Prep 15 mins
Cook 20 mins
I got this recipe off the internet, but haven't tried it yet. I thought I'd put it here for safe-keeping and easy access. Prep and cooking time do not include refridgeration time, and is a guesstimate.
- 1 cup heavy cream
- 1 cup whole milk
- 1 vanilla bean, seeded
- 1 1⁄2 teaspoons unflavored gelatin
- 2 ounces powdered sugar
dark chocolate sauce
- 6 ounces bittersweet chocolate, chopped
- 3 tablespoons agave nectar
- 1⁄3 cup hot water
- In 2 quart saucepan pour in heavy cream, milk and seeded vanilla bean, along with the seeds.
- Sprinkle the unflavored gelatin powder over mixture and whisk in thoroughly. Let rest for 5 minutes for gelatin to bloom. Then over med heat, bring mixture to a gentle boil, whisk until gelatin is dissolved, about 5 minutes.
- Whisk in powdered sugar and remove from heat.
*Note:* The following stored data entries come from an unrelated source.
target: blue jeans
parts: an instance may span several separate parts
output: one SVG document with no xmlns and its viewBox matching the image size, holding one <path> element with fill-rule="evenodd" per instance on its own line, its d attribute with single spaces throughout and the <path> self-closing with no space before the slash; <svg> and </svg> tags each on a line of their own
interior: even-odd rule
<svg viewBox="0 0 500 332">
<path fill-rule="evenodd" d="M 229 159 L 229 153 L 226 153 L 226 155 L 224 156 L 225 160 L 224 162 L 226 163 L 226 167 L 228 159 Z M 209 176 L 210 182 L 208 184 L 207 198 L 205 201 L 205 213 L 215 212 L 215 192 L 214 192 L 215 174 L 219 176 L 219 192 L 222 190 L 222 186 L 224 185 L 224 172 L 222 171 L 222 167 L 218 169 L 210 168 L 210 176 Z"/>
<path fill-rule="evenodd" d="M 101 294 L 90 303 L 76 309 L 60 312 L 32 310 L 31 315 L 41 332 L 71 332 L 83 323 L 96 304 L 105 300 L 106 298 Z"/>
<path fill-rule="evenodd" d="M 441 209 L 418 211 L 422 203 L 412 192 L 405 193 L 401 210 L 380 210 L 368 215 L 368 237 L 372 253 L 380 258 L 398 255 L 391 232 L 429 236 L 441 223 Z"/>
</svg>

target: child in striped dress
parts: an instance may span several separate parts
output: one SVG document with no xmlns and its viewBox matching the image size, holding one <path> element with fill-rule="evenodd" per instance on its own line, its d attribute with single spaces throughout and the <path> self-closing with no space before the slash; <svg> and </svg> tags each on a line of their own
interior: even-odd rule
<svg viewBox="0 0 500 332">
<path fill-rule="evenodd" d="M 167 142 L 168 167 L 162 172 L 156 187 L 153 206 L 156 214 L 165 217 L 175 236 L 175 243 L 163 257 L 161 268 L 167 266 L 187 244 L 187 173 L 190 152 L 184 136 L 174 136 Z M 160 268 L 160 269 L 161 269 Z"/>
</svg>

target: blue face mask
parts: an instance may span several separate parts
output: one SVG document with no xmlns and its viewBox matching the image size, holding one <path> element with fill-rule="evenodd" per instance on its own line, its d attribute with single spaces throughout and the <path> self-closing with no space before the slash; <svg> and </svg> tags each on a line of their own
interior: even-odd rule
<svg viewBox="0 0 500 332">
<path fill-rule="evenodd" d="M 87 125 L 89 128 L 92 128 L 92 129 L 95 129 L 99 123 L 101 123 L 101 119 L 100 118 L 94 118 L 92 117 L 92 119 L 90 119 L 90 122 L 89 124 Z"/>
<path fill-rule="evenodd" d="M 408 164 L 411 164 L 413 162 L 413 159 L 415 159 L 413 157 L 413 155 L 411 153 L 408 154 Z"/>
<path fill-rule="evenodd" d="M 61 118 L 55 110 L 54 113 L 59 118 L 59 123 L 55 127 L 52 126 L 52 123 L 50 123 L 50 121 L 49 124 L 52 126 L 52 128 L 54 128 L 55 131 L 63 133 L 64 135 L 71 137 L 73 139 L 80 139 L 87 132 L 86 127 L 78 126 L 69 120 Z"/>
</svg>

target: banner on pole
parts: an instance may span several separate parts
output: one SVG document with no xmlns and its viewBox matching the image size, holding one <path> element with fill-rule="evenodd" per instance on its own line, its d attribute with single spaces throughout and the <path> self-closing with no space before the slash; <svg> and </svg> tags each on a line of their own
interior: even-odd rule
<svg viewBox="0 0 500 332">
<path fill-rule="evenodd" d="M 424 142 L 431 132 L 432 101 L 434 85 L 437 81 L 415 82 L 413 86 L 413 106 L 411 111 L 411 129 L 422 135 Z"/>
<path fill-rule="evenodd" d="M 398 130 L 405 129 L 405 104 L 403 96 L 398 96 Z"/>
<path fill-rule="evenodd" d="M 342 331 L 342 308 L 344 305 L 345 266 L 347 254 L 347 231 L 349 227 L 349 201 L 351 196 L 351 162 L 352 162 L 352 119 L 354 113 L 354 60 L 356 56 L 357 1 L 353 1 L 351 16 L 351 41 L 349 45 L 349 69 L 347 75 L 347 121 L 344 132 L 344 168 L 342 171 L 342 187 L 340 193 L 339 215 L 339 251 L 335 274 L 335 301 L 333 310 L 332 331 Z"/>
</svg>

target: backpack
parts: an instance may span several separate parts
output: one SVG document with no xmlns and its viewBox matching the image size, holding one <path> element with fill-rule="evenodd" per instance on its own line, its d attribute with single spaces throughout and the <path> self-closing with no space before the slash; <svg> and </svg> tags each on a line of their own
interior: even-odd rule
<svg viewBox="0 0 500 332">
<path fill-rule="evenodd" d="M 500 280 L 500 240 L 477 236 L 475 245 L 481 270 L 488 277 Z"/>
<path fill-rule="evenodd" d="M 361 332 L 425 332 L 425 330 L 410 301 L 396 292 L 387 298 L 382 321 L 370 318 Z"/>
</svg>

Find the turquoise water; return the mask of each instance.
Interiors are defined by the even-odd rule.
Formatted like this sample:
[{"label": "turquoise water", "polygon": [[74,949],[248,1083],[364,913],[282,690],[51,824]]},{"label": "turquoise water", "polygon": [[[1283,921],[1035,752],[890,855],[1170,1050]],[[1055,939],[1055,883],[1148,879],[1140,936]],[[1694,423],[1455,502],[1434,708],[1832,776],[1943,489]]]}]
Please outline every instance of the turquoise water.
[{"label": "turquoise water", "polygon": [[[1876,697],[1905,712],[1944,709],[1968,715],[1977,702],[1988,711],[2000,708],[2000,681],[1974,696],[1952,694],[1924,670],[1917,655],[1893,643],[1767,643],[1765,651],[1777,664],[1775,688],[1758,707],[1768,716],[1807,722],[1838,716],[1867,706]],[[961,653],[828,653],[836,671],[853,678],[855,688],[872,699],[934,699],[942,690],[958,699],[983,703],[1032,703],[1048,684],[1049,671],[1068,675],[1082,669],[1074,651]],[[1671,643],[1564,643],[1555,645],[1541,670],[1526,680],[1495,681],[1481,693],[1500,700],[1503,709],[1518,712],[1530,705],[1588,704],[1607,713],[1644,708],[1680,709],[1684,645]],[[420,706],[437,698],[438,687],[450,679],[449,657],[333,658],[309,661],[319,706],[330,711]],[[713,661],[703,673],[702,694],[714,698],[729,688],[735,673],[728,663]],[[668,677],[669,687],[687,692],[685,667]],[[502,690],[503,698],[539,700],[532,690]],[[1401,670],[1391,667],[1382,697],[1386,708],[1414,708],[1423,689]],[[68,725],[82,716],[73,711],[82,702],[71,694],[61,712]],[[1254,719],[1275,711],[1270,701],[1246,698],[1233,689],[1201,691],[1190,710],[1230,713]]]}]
- Remove vanilla bean pod. Strain mixture, if desired.
- Pour into 6-4oz ramekins and cool on counter for about 15 minutes, then refridgerate for at least 3 hours.
- To remove set mixture, dip ramekins in hot water 1/2 way up their side for a few seconds, then invert onto a plate.
- Dark chocolate sauce:.
- Place a glass bowl over top of, resting on a medium saucepan, that contains enough water in the saucepan to heat bowl. Bring water to a simmer, add chocolate, stir until melted. Whisk in agave nectar and 1/3 cup of hot water. Heat and stir until smooth.
- Circle Panna Cotta on plate with sauce, or drizzle over the top.